It’s sprint review. A team “pulls out” work finished a couple of weeks ago, presented as fresh. Everyone in the room half-knows. That’s how teams deteriorate fast, and startups become political. Let’s create a healthier org.
Fake It Till You Break It
Startups run on promising things that don’t exist yet. CEOs sell features that aren’t even specced, and sales demos might be held up with duct tape. Externally, that’s arguably how things are done.
The problem starts when that behavior seeps into your culture. People watched it work externally and imported it into the building. When you start bluffing your own team, dishonesty becomes endemic and corrupts you all. That’s not how collaboration is supposed to take place. Your colleagues (or your CEO) aren’t your opponents!
What Internal Dishonesty Looks Like
Here are some examples I’ve seen at companies big and small. If you recognize your team in even one, you need to act fast.
- The example we started with, where the team hides finished work to release it at a politically convenient moment.
- Sugarcoating problems until they detonate. Rather than being honest about an issue that’s brewing, it’s minimized or hidden entirely until it’s too late (as always eventually happens).
- Padding estimates to be on the “safe side.” Safe from whom? You shouldn’t feel in danger internally. Sandbagged estimates corrupt price and the business’s “appetite” for the work.
- Hiding what the team is actually doing, fearing it looks like waste. If you can’t defend the work out loud, either the work or your fear is wrong. Worth contemplating which one it is.
- Agreeing in the meeting, knowing you won’t do it. It’s the cheapest and most corrosive lie. And think about the team leads around you listening to that lie. What mental note do you expect them to be making?
- The status-report fiction. You know the drill: people skewing OKR and KPI metrics towards the green for a project that’s entirely in the red.
Why This Kills The Org
First, when you do it internally, you’re teaching everyone else to do the same. Every hidden deliverable and padded estimate is a lesson to those watching. You’re telling them that’s how work gets done here. That’s training people to be dishonest.
But then this compounds. Buffers stack on top of buffers, where the engineer first pads something, the EM adds their own safety gap, and the VPE might be topping it with their own little buffer just in case. Three layers of 20% padding and voilà, nearly half your R&D capacity is spent on insurance against yourselves. And Parkinson’s law makes sure all that buffer will get eaten (and then some).
With time, this behavior converts teammates into counterparties. Everyone negotiating against everyone turns the behavior into striking internal deals, not collaborating and cooperating. A zero-sum game mentality that makes everything slower (and, frankly, not fun).
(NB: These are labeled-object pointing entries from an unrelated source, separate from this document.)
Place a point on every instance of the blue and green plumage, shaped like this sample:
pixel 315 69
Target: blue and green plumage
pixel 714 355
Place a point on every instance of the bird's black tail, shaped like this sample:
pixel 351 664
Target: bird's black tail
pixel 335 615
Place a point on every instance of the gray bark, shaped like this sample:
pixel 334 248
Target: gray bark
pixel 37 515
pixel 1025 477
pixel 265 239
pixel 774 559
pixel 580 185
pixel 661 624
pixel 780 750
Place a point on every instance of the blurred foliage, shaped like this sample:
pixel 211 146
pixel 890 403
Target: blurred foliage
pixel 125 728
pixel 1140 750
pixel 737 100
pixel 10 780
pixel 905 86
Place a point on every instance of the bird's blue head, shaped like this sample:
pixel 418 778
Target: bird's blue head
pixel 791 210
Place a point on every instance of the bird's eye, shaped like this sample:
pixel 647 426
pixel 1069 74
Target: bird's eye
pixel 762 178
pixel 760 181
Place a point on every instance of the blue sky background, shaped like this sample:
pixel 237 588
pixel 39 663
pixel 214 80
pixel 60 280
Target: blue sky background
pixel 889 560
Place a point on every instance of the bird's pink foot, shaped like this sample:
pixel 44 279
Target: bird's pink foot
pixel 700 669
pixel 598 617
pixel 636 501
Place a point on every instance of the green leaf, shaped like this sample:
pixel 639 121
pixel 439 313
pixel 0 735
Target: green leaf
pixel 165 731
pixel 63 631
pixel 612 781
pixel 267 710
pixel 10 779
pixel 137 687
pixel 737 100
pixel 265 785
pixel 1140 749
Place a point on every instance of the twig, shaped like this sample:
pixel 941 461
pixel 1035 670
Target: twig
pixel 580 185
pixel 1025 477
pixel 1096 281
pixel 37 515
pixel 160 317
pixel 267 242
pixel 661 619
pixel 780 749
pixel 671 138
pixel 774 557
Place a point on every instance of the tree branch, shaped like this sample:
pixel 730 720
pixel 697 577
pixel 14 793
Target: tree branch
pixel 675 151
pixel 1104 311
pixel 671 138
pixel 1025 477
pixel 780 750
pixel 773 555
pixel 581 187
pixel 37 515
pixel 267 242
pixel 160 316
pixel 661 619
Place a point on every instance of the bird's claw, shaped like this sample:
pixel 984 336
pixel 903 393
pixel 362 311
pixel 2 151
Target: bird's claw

And on top of all of that, remember that you eventually get caught. And the trust hit doesn’t degrade linearly. One “white lie” can color differently everything you’ve ever said. CEOs can forgive slow, but can’t forgive not knowing about an issue in time.
An organization busy managing its own facade and keeping track of all the internal lies (or “buffers”) has no capacity left for the actual work.
Your Culpability
Most often, especially at startups, these lies cannot merely be explained by blaming people for being liars. They lie because honesty gets punished (or they believe it would). Perhaps someone got things done early and got slammed with too much work the next time. Or perhaps they tried to point out a risk and got labeled as being negative.
The uncomfortable question for you is about your part in the formation of this culture. When you hear unwelcome truths, what happens? Do you make future honesty easier or dangerous? Do you model dishonesty because you haven’t found the right way to communicate the truth?
Protocol
It’s time to turn things around and put an end to this organizational malady.
Kill the buffer stack: Estimates should be supplied raw, with risks stated clearly, in words. Padding, buffering, risk mitigation—whatever you call it—should happen at the right level, with full transparency, and based on business needs.
Reward the early bad news: Start treating things the right way and publicly. Thank those who unhide problems. As I’m working on sharpening my Italian here in Rome, I’ve learned the equivalent of “don’t shoot the messenger,” which is “ambasciator non porta pena.” The person blowing the whistle shouldn’t be punished. You want to put them on a pedestal.
Model the right behavior: Stop being afraid of your CEO. Don’t treat peers and colleagues as externals. Speak up. When you have bad news, deliver it yourself, early, in plain terms, and long before anyone has to dig for it. Your team leads calibrate their honesty to yours.
Make the work legible instead of hidden: If you’re afraid the business side will see what your engineers are doing, fix the work or fix the story. Don’t keep things hidden. You should learn how to communicate things in a manner understood by non-technical people and make the business case for your initiatives.
Taking It From Here
This week, you should start by modeling the right behavior to your people. Next spring review, make sure no one is presenting stale work as new. Ask them to stop buffering things but supply the context. To trust their colleagues. And you should do the same by talking openly about issues and what is going on as opposed to trying to pull a fast one on your cofounder.
You can run an honest and effective organization, or keep managing the facade. Each is a full-time job by itself. The choice is yours.